KARACHI: After Moody’s prediction of further devaluation of the Pak Rupee to Rs125 against a dollar in the current fiscal year, the Greenback started shooting up in Kerb market and closed at Rs118.70 while it remained stable at Rs 115.50 in the interbank market.

The currency dealers said that after the rumour of devaluation of rupee, people stopped selling the dollar into the market and there is a severe shortage of dollar.

“People think that the dollar will further go up as the current account deficit had crossed $14 billion,” the analyst said. The dollar had crossed Rs119 against a dollar in the open market on last Friday.

Finance minister of Pakistan Dr Miftah Ismail has repeatedly denied further devaluation of the national currency, which has been devalued twice up to 10 per cent in last four-five months. However the analysts believe the rupee will further be devalued, and they see no way out of the current situation.
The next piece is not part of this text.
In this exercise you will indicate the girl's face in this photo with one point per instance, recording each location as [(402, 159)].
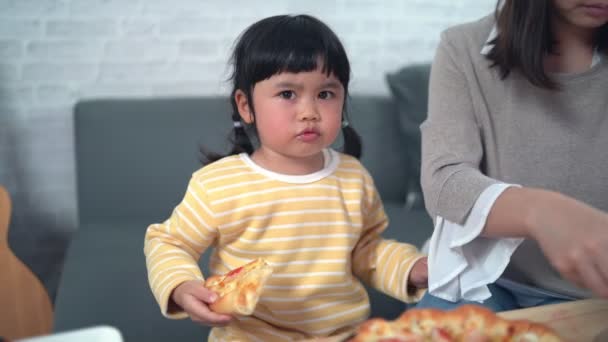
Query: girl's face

In a recent statement, Moody’s Investors Service, one of top three global credit rating agencies, has forecasted that Pakistan’s rupee could shed value by another 7.75 per cent and its worth may go as low as Rs125 to the dollar by June next year.

In its latest report, ‘Government of Pakistan – B3 stable, annual credit analysis’, Moody’s has taken a negative view of Pakistan’s external sector but remained upbeat about economic growth prospects due to the China-Pakistan Economic Corridor (CPEC).

The credit rating agency also does not see any “significant surprises” in terms of the broader direction of macroeconomic and national security policies after the 2018 general elections, indicating towards limited options available to political parties to change the landscape.

It has forecasted that as against Rs116 to a dollar value by June this year, the nominal exchange rate could be Rs125 to a dollar by June 2019, implying a devaluation of 7.75 per cent.

The local currency has remained under pressure in recent months due to mounting external sector financing requirements.

It said that there are also risks of higher than expected inflation, as oil prices have continued to rise, and there may be further rounds of currency depreciation by the SBP to reduce import demand.

The rating agency also expects “ongoing pressure on Pakistan’s foreign exchange reserves, arising from the country’s large refinancing needs and its widening current account deficit”. Foreign exchange reserves fell to $10.7 billion. The import cover of foreign exchange reserves has consequently fallen to less than 2.5 months, which is below the IMF’s recommended minimum adequacy level of three months, it added.

According to the news, the State Bank of Pakistan and People’s Bank of China have agreed to increase the currency swap arrangement amount from 10 billion Chinese yuan to 20 billion yuan and from Rs 165 billion to Rs 351 billion.

Pakistan and China have agreed to extend the currency swap agreement and double its size as both countries look to deepen trade and investment ties while reducing reliance on the US dollar.

The central bank reported its reserves have fallen to $10.32bn, an amount only enough to cover two and a half months of imports.